One of the most successful ways to reduce diarrhoea in piglets and to improve gut health in broilers is to reduce crude protein in the feed. By reducing crude protein, less undigested protein will enter the large intestine. Since undigested protein is a substrate for pathogenic bacteria, reduction of crude protein will result in less intestinal disorders. A meta-analysis conducted by Luise et al. in 2019 summarised 26 trials done in piglets with reduced protein in the diet. By far most of the trials showed less diarrhoea when reducing the protein content of the feed. Moreover, the growth performance and FCR did not get worse while reducing the protein level. In the Netherlands, also in broilers it has been demonstrated that protein reduction results in a better intestinal health. For that reason, nowadays a relative reduction of about 10% in CP content is being pursued in broiler diets in the Netherlands: from 21% to 19% (day 0-10), from 20% to 18% (day 10-20), from 19% to 17% (day 20-30), and from 18.5% to 16.5% (day 30-end).
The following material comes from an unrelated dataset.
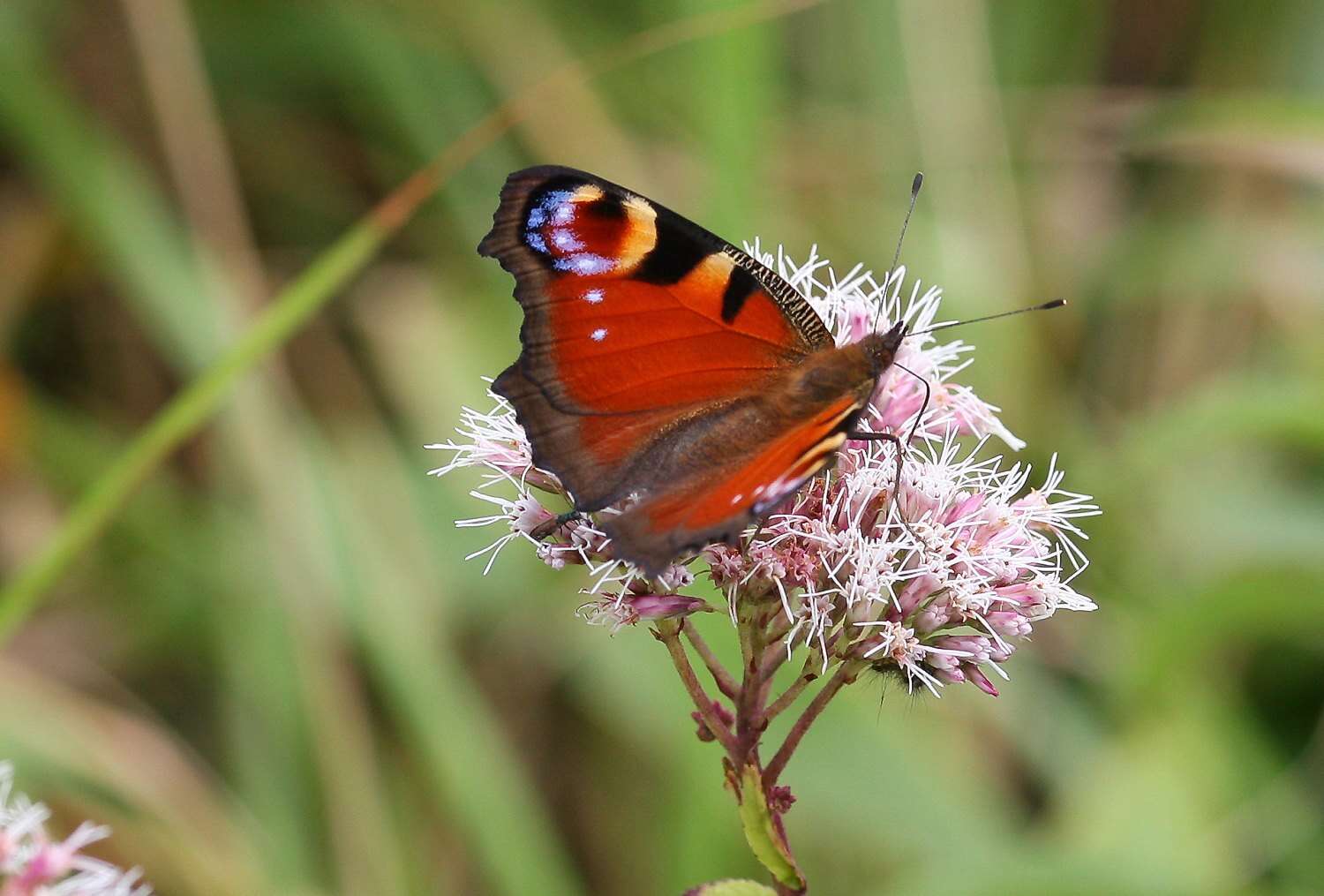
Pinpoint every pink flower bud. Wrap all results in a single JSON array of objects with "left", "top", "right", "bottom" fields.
[
  {"left": 984, "top": 610, "right": 1032, "bottom": 638},
  {"left": 961, "top": 666, "right": 997, "bottom": 697}
]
Fermentable and inert fibres

Also, the fibre fraction of the feed plays an important role in the risk of diarrhoea. SFR performed many experiments with fibres and identified on basis of this research two types of fibre: Inert fibre and fermentable fibre. Inert fibre is not digested, nor is it being fermented, and it leaves the body unchanged. A main effect of inert fibres is that it leads to a more gradual emptying of the stomach, leading to a better digestion and hence less diarrhoea. On the other hand, fermentable fibres can be a substrate for pathogenic bacteria, and so their level in the feed should be limited. SFR conducted an experiment in weaned piglets with 3 treatments: a luxurious weaner diet (positive control), a standard weaner diet (negative control) and a standard weaner diet diluted with inert fibres, achieved by adding 10% oat hulls and 5% wheat straw to the feed. It was found that the diet dilution with inert fibre sources improved the feed intake, daily gain and reduced diarrhoea prevalence of the piglets compared to the luxury diet and the standard diet. Not only the fibre content and the type of fibres play a role, but also the particle size in the feed does. Fibres need to have a certain coarseness, to be able to exert a positive effect on gut health. When they are too finely ground, this effect will be lost.

Targeted additives

Certain additives can also serve as an alternative for antibiotics. Vanrolleghem performed a meta-analysis in 2019 of 50 experiments with feed additives in piglets. The result showed that anti-microbial peptides, chitosan, lysozyme, medium chain fatty acids and phytogenics gave a statistically significant improvement in growth performance and feed conversion ratio when compared to a feed without antibiotics. However, when compared to a feed with antibiotics, these effects could not be demonstrated significantly. In 2023, Kansas State University published a meta-analysis of trials with feed additives in growing-finishing pigs. The conclusions were that for feed efficiency (gain to feed), the percentage improvements were for acidifiers 3.1%, for betaine 2.7%, for Conjugated Linoleic Acid 3.5%, for multi-enzymes 3.3% for direct fed microbials 3.3%, for L-carnitine 2.5% and for yeasts 2.7%. In Europe, short and medium chain organic acids are by far the most used additives to replace antibiotics. Those organic acids suppress pathogenic bacteria and improve protein digestion. However, they can only exert these effects in an optimal way when the buffering capacity of the feed is low. At a high buffering capacity of the feed, the effects of organic acids will be limited. With the right choice of raw materials, a low buffering capacity of the feed can be achieved.

Reducing antibiotic use

Reduction of the use of antibiotics is a continuous hot topic in pig and poultry production. There is a demand to reduce the use of antibiotics in animal production, which is perceived as a driver to the spread of antibiotic resistance in animals, and possible zoonotic transmission to humans. Alternatives to antibiotics could offer a pathway of change. In both pigs and broilers, the main nutritional levers that can be pulled to reduce antibiotics are protein, fibre, particle size, buffering capacity and targeted additives.